Department of Biological Sciences, Purdue University, West Lafayette, IN 47907.
Department of Microbiology, Faculty of Preclinical Medicine, Fourth Military Medical University, Xi'an 710032, China.
Proc Natl Acad Sci U S A. 2017 Jul 25;114(30):8017-8022. doi: 10.1073/pnas.1707369114. Epub 2017 Jul 10.

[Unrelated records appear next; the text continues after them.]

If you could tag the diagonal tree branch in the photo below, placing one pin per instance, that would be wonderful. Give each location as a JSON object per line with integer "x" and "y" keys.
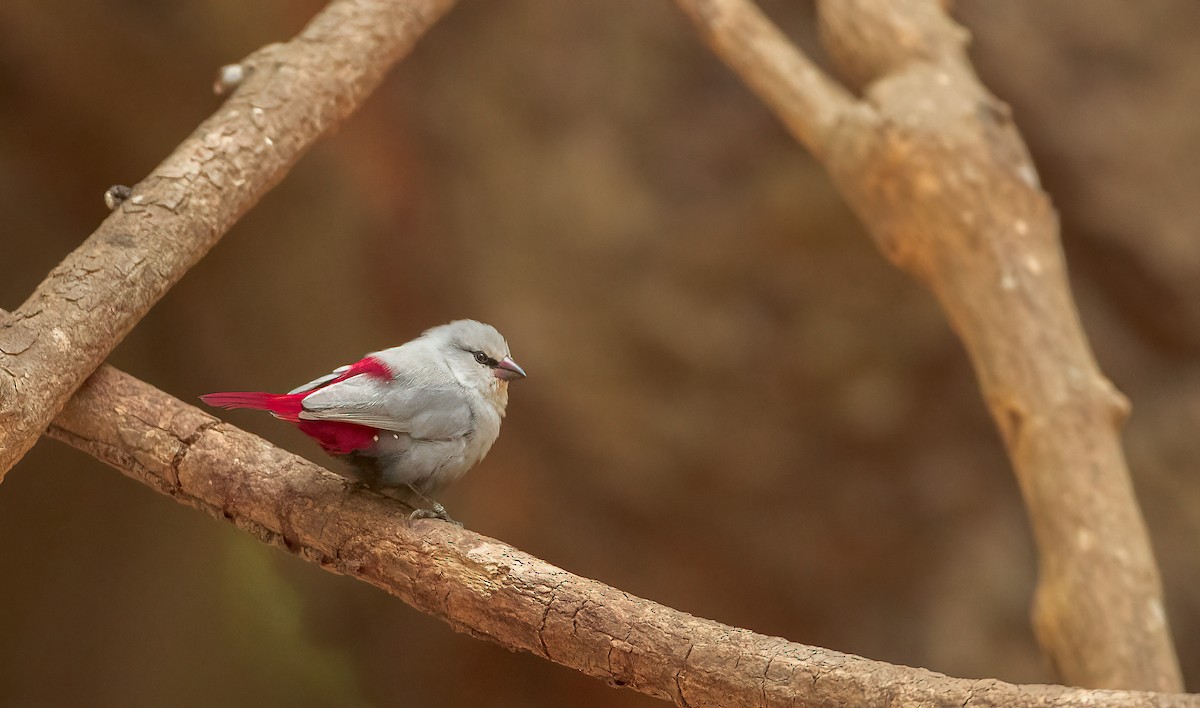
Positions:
{"x": 292, "y": 95}
{"x": 491, "y": 591}
{"x": 937, "y": 172}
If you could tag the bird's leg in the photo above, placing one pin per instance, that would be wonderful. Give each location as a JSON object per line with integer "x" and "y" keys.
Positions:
{"x": 436, "y": 509}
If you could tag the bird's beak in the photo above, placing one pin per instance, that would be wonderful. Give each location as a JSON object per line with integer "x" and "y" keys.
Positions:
{"x": 508, "y": 370}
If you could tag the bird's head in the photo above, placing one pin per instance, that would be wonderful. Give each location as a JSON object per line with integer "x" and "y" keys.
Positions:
{"x": 478, "y": 355}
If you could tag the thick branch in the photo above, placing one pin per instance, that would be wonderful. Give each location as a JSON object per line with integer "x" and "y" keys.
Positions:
{"x": 292, "y": 95}
{"x": 935, "y": 168}
{"x": 489, "y": 589}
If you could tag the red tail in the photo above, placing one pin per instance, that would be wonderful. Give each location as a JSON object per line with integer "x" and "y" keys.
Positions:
{"x": 286, "y": 406}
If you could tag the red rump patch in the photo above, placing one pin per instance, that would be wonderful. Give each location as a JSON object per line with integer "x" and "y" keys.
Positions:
{"x": 334, "y": 437}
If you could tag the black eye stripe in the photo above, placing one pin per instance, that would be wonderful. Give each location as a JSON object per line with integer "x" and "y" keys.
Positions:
{"x": 485, "y": 359}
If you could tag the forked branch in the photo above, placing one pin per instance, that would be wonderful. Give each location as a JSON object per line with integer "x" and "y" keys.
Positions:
{"x": 937, "y": 172}
{"x": 289, "y": 95}
{"x": 491, "y": 591}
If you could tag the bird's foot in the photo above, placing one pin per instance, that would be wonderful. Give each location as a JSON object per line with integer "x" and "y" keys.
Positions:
{"x": 437, "y": 511}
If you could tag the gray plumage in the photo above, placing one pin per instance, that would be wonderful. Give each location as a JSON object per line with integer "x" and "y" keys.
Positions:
{"x": 437, "y": 417}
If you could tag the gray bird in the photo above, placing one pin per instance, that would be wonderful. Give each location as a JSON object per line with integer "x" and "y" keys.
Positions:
{"x": 414, "y": 417}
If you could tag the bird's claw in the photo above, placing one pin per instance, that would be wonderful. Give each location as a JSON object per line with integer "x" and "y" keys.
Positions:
{"x": 437, "y": 511}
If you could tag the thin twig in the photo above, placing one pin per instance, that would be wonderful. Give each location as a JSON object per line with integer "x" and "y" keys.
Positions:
{"x": 291, "y": 95}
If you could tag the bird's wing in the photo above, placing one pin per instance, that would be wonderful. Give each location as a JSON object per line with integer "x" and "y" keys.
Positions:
{"x": 417, "y": 407}
{"x": 321, "y": 381}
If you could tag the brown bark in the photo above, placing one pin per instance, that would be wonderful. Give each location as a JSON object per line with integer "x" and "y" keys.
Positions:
{"x": 292, "y": 95}
{"x": 491, "y": 591}
{"x": 937, "y": 172}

Rhinoviruses (RVs) are the major causes of common colds in humans. They have a nonenveloped, icosahedral capsid surrounding a positive-strand RNA genome. Here we report that the antigen-binding (Fab) fragment of a neutralizing antibody (C5) can trigger genome release from RV-B14 to form emptied particles and neutralize virus infection. Using cryo-electron microscopy, structures of the C5 Fab in complex with the full and emptied particles have been determined at 2.3 Å and 3.0 Å resolution, respectively. Each of the 60 Fab molecules binds primarily to a region on viral protein 3 (VP3). Binding of the C5 Fabs to RV-B14 results in significant conformational changes around holes in the capsid through which the viral RNA might exit. These results are so far the highest resolution view of an antibody-virus complex and elucidate a mechanism whereby antibodies neutralize RVs and related viruses by inducing virus uncoating.
鼻病毒(RV)是人类普通感冒的主要原因。它们具有无包膜的二十面体衣壳,周围环绕着正链 RNA 基因组。在这里,我们报告说,中和抗体(C5)的抗原结合(Fab)片段可以触发 RV-B14 基因组的释放,形成空衣壳颗粒并中和病毒感染。使用冷冻电子显微镜,已经分别以 2.3Å 和 3.0Å 的分辨率确定了 C5 Fab 与完整和空衣壳颗粒复合物的结构。每个 60 个 Fab 分子主要结合在病毒蛋白 3(VP3)上的一个区域。C5 Fab 与 RV-B14 的结合导致衣壳上孔周围的构象发生显著变化,病毒 RNA 可能通过这些孔离开。到目前为止,这些结果是抗体-病毒复合物的最高分辨率视图,并阐明了抗体通过诱导病毒脱壳来中和 RV 和相关病毒的机制。